3.   In Signature Properties dialog box, you can get the information as follows:

• Signed by – shows the signers that sign the document.

• Reason – displays the reason that you create the signature.

• Date – shows the date time when you signed the document.

• Location - shows which page the signature is located on.

• Validity Summary - checks whether the document was modified after it was signed, and other information.

• Show Certificate – Click it to open the Certificate Viewer dialog box. Click Show Certificate in the Certificate Viewer dialog box to view the details of the signature certificate (such as the validity of certificate and certificate path) and add the certificate to the Trusted Certificates list. See also Add a trusted digital certificate to the Trust Certificates list.

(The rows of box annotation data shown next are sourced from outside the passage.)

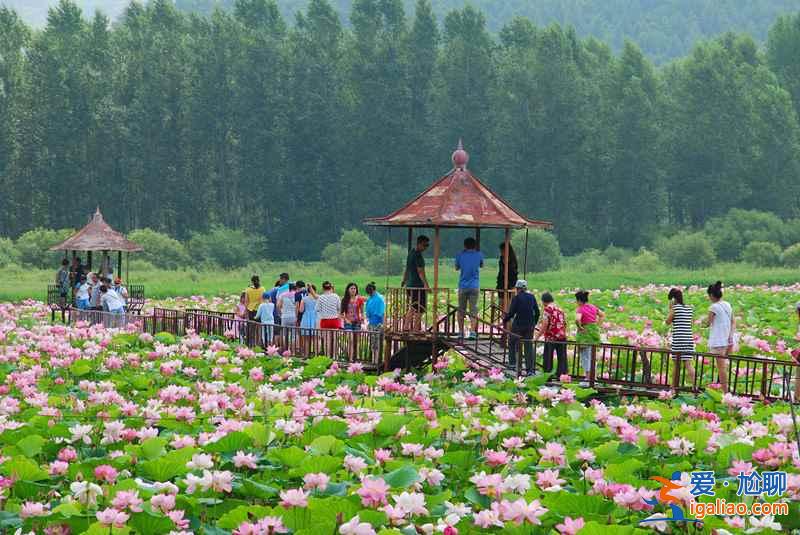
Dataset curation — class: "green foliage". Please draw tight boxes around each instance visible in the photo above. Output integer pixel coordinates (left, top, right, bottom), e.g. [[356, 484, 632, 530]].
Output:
[[187, 225, 263, 268], [628, 247, 664, 273], [569, 249, 608, 273], [603, 245, 634, 264], [656, 232, 715, 269], [366, 243, 408, 276], [511, 229, 561, 273], [322, 230, 385, 273], [704, 208, 795, 260], [128, 228, 190, 269], [15, 228, 75, 271], [742, 241, 781, 267], [781, 243, 800, 268], [0, 237, 20, 268]]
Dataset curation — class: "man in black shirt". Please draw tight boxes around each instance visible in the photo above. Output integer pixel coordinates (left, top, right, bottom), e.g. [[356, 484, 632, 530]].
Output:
[[401, 235, 431, 330], [503, 279, 539, 375]]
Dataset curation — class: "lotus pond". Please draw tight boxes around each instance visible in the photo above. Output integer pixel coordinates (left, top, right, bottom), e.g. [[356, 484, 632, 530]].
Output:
[[0, 294, 800, 535]]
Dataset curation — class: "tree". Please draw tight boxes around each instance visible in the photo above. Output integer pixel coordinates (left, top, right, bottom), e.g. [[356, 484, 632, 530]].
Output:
[[0, 6, 30, 235], [128, 228, 194, 269]]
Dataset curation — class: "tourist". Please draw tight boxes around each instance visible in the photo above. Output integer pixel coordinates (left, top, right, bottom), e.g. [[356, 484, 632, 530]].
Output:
[[364, 282, 386, 360], [297, 284, 317, 356], [315, 281, 342, 356], [255, 292, 275, 346], [276, 282, 297, 347], [114, 277, 128, 306], [233, 292, 247, 320], [534, 292, 567, 378], [69, 256, 84, 288], [56, 258, 70, 303], [244, 275, 264, 321], [704, 281, 736, 392], [100, 284, 125, 314], [75, 275, 91, 310], [294, 281, 308, 327], [503, 279, 539, 375], [575, 290, 605, 386], [497, 243, 519, 290], [89, 273, 103, 310], [315, 281, 342, 329], [269, 273, 289, 325], [456, 237, 483, 339], [665, 288, 695, 386], [341, 282, 365, 331], [400, 235, 431, 331]]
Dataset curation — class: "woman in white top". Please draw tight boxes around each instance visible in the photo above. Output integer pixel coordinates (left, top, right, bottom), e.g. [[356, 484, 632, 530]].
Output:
[[705, 281, 736, 392]]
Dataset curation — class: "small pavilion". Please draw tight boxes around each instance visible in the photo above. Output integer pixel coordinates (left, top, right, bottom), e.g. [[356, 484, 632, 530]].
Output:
[[364, 140, 553, 367], [47, 207, 144, 317]]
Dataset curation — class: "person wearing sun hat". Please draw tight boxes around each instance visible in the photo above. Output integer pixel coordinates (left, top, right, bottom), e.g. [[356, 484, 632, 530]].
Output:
[[503, 279, 539, 375]]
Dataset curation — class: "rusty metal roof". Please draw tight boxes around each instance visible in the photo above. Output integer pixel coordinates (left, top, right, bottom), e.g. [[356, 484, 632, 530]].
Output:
[[50, 208, 144, 252], [364, 141, 553, 229]]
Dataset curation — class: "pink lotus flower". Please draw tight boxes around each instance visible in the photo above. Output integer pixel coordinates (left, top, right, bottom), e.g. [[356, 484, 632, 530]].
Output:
[[492, 498, 547, 526], [373, 449, 392, 464], [357, 477, 389, 507], [280, 489, 308, 508], [111, 490, 144, 513], [472, 509, 505, 529], [233, 516, 289, 535], [95, 507, 130, 528], [94, 464, 117, 483], [556, 516, 585, 535], [339, 515, 375, 535], [728, 460, 753, 477], [536, 470, 566, 492], [392, 492, 428, 515], [303, 472, 331, 491], [344, 454, 367, 474], [484, 450, 509, 467], [538, 442, 567, 466], [19, 502, 50, 518], [233, 450, 258, 470]]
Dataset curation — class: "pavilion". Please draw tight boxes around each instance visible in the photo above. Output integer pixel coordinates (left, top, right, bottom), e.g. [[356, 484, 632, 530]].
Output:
[[364, 140, 553, 367], [47, 207, 144, 317]]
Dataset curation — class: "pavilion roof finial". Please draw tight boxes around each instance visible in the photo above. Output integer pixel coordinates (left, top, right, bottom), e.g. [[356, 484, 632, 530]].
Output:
[[452, 138, 469, 169]]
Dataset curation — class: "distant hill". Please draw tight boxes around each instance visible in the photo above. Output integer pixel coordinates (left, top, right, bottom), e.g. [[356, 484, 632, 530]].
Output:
[[6, 0, 800, 62]]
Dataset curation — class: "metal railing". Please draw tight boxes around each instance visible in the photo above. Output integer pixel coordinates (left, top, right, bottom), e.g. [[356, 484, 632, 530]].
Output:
[[385, 288, 514, 334], [69, 308, 147, 331], [70, 306, 800, 401]]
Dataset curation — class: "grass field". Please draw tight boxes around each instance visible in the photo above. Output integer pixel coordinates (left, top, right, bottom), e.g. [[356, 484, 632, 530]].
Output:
[[0, 259, 798, 302]]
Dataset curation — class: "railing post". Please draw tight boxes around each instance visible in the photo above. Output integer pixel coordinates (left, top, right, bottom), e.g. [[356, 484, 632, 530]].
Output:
[[669, 353, 681, 390]]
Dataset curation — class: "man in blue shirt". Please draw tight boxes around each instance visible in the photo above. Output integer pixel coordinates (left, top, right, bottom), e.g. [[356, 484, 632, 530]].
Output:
[[456, 238, 483, 339], [364, 282, 386, 360], [503, 279, 539, 375]]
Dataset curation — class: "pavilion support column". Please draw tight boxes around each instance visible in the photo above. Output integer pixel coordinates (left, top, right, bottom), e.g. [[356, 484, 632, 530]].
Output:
[[431, 227, 441, 363], [503, 228, 511, 312]]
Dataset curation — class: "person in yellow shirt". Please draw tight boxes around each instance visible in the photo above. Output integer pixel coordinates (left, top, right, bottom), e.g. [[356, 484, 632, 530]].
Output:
[[244, 275, 264, 321]]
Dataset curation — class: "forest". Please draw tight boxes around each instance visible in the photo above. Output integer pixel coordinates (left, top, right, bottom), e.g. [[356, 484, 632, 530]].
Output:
[[0, 0, 800, 259], [9, 0, 800, 63]]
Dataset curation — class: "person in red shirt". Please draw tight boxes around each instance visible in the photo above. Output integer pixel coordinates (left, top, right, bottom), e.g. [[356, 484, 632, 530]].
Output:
[[534, 293, 567, 377]]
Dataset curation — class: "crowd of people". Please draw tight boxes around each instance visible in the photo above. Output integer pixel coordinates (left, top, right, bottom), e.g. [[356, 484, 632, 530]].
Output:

• Advanced Properties – Click it to open the Advanced Signature Properties dialog box where you can view the details about the signature and the embedded time stamp (if any). For the time stamp, you can click Show Certificate… in the Advanced Signature Properties dialog box to add the time stamp server to the Trusted Certificates list. See also Add a trusted digital certificate to the Trust Certificates list.
  

Note: If the status is unknown, click Show Certificate in the Signature Properties dialog box, then click Show Certificate in the pop-up Certificate Viewer dialog box to view the details of the certificate. Check whether the certificate has been included in your list of trusted identities. If your certificate is not trusted, click Install Certificate to install it to the trusted Windows Certificate Store. If you use a self-signed digital ID, confirm that the certificate details are valid. If the certificate isn’t valid, a valid certificate from signer is requested.